Muito mais que abrir um e-commerce, quero uma loja que venda.

Mas qual é o sonho do varejista que quer começar a vender online?! Ter um negócio de sucesso! E, no final, gastar menos. Afinal, não terá despesas com aluguel, salário de funcionários e outros custos demandados pelas lojas físicas.

Atenção: os investimentos no e-commerce, apesar de não serem iguais aos de uma loja física, em alguns casos não são tão diferentes. Por isso, é preciso cuidado na hora de procurar os fornecedores.

Não é impossível chegar à “loja dos sonhos”, mas é necessário investimento e compromisso. Com uma escolha errada dos parceiros, o sonho pode ficar mais distante.

Para começar, você deve entender o momento do seu negócio. O que o e-commerce será para você? Um novo investimento ou mais um canal de venda?

O que preciso para começar?

Aquele velho ditado brasileiro: “Sou brasileiro e não desisto nunca!”. Começar não é o mais difícil, mas sim persistir no projeto, concretizar o sonho, viabilizar o seu site. Para isso, ter um planejamento bem feito e estruturado é o primeiro passo para o start da loja.

É importante conhecer seus concorrentes, mesmo os indiretos, e o tipo de ações que estão colocando em prática.

Outro ponto fundamental é entender o que acontece dentro da sua operação e prever cenários. É preciso ficar de olho na atenção com a precificação, a logística e a entrega.

Para acompanhar a evolução, é essencial definir seus KPI’s. Você precisa ter uma visão de crescimento, saber onde está e aonde quer chegar.

Como definir os pilares da sua operação?

O ecossistema do e-commerce é complexo. Assim, se os pilares do negócio não forem sólidos, aumentam consideravelmente os riscos de fracasso.

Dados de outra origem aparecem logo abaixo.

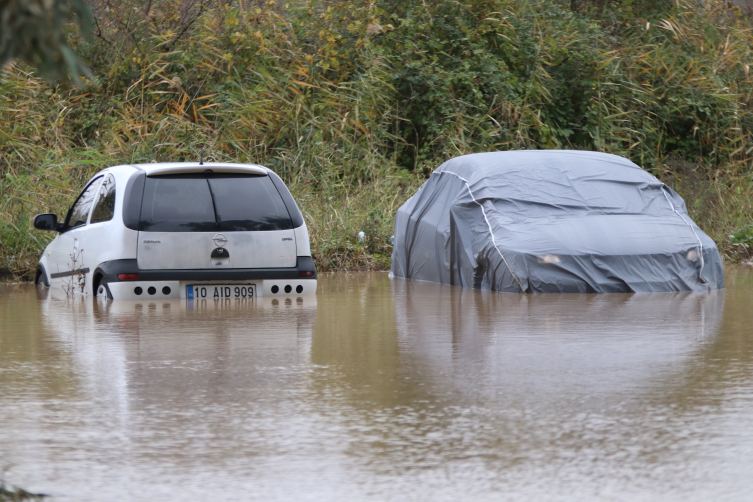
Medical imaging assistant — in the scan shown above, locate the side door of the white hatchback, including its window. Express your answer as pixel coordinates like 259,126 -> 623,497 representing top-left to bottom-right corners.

Você estará com a loja pronta, integrada ao seu ERP, produtos cadastrados e, ainda assim, terá problemas na hora da venda, em virtude de dificuldades com o sistema.

Em 2018, por exemplo, muitos clientes tiveram problemas justamente no ápice da Black Friday. Uma das maiores plataformas de e-commerce do Brasil simplesmente saiu do ar.

Na hora de colocar os alicerces, procure plataformas com atendimento, suporte que funciona, estabilidade (SLA) e que garanta a escalabilidade da loja.

Na tecnologia da plataforma, o software de gestão (ERP), a agência parceira e a equipe interna devem formar um time engajado e dedicado. Isso faz toda a diferença.

Quero vender online!

Vou contar o segredo do e-commerce: sem tráfego, a loja não vende. Claro que existem outros fatores importantes para ter uma operação bem-sucedida, mas acredito que esse seja o principal.

Um shopping sem movimento não tem faturamento; assim será sua loja sem tráfego. Por isso, um parceiro com experiência em performance vai ser importante na hora do investimento em mídia.

Comece devagar, mas dê o start no trabalho de divulgação! Na hora do Go Live da loja tudo precisa estar alinhado! Problemas no checkout, botões e quebra de página não podem acontecer, porque custará algumas vendas e terá repercussão na sua imagem. Divulgue, faça posts, compartilhe, mostre aos seus consumidores em potencial que a sua loja está aberta.

User experience

Proporcionar uma boa experiência para o usuário é fundamental. O consumidor que navega pela loja precisa ser mais do que uma visita, deve ser uma conversão! Mas como fazer isso?

Como disse antes, sem tráfego sua loja não vende. Mas não adianta ter 1 milhão de visitas se o checkout não funciona, se o botão “comprar” está fora, se falta itens importantes no estoque. O e-commerce é um ecossistema que precisa ser alimentado.

Você constrói os alicerces com tecnologia e parceiros. Os “muros” dependem da qualidade e da eficiência na loja, envolvendo todas as etapas da venda, até o produto chegar ao consumidor final.

Tem uma frase do Sam Walton que sintetiza bem essa história: “Só existe um chefe: o cliente. E ele pode demitir todas as pessoas da empresa, do presidente do conselho até o faxineiro, simplesmente levando o dinheiro para gastar em outro lugar”.

Então, fique atento: trate bem o seu cliente, seja ele quem for ou de como ele chegou até você, mídia paga, busca orgânica, redes sociais etc. Não deixe ele “apenas dar uma olhadinha” na sua loja.